In questi giorni ho pensato a Genova molto spesso. All’inizio c’era il ponte al centro dei miei pensieri, insieme al ricordo delle decine e decine di volte che l’ho attraversato e alla sensazione di panico che mi prendeva ogni volta per quel lungo salto nel vuoto. Lo confesso: descrivendo nelle prime pagine del mio romanzo Raccontami tu la fuga di Caterina nella notte, e le sue paure nell’attraversare quei viadotti alti nel buio dell’autostrada, in realtà ho raccontato quel mio disagio, che mi spingeva ad attraversarlo senza osare guardarmi intorno. Credo sia per questo motivo che quelle pagine sembrano così realistiche, come hanno osservato tante lettrici e lettori.
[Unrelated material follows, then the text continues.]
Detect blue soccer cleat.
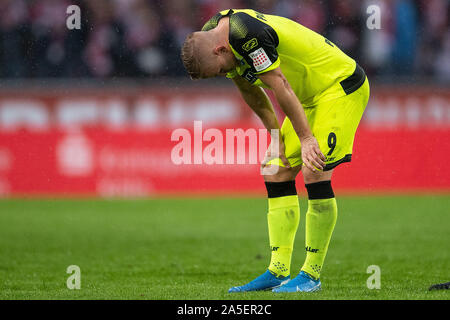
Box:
[272,271,321,292]
[228,270,290,293]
Ma poi dal ponte i miei pensieri si sono concentrati sulla città, su cosa Genova ha rappresentato per me, nata nell’estremo ponente ligure, nella Riviera dei Fiori, sul confine. E ho capito che per me Genova prima di essere una città, molti anni prima di vederla con i miei occhi, è stata una narrazione. Un racconto che me la rendeva lontana ma nello stesso tempo mi incuriosiva, proprio come avviene con i miti. Genova all’inizio per me è stata il luogo misterioso dove si andava per risolvere i problemi.   Prima di tutto quelli di salute, quelli gravi, che i medici della nostra città non potevano risolvere. Quelli che affliggevano i bambini. Lì infatti c’era il Gaslini, l’ospedale dei bambini, e ci si andava quando il pediatra di famiglia non sapeva più cosa fare. “Portatelo al Gaslini…”, mormorava con un sospiro, e i genitori impallidivano, perché significava che era davvero una cosa grave! Ricordo una frase del genere, nei discorsi sottovoce tra mia mamma e mio papà a proposito delle indecifrabili allergie di cui soffriva mio fratello e che per molti anni avevano fatto convergere su di lui attenzioni e cura (che nella pratica significavano uova sbattute per merenda ma solo per lui, biscotti Oro Saiwa nel latte invece del pane, e altri privilegi invidiabili). Ma a Genova tutto si sarebbe risolto.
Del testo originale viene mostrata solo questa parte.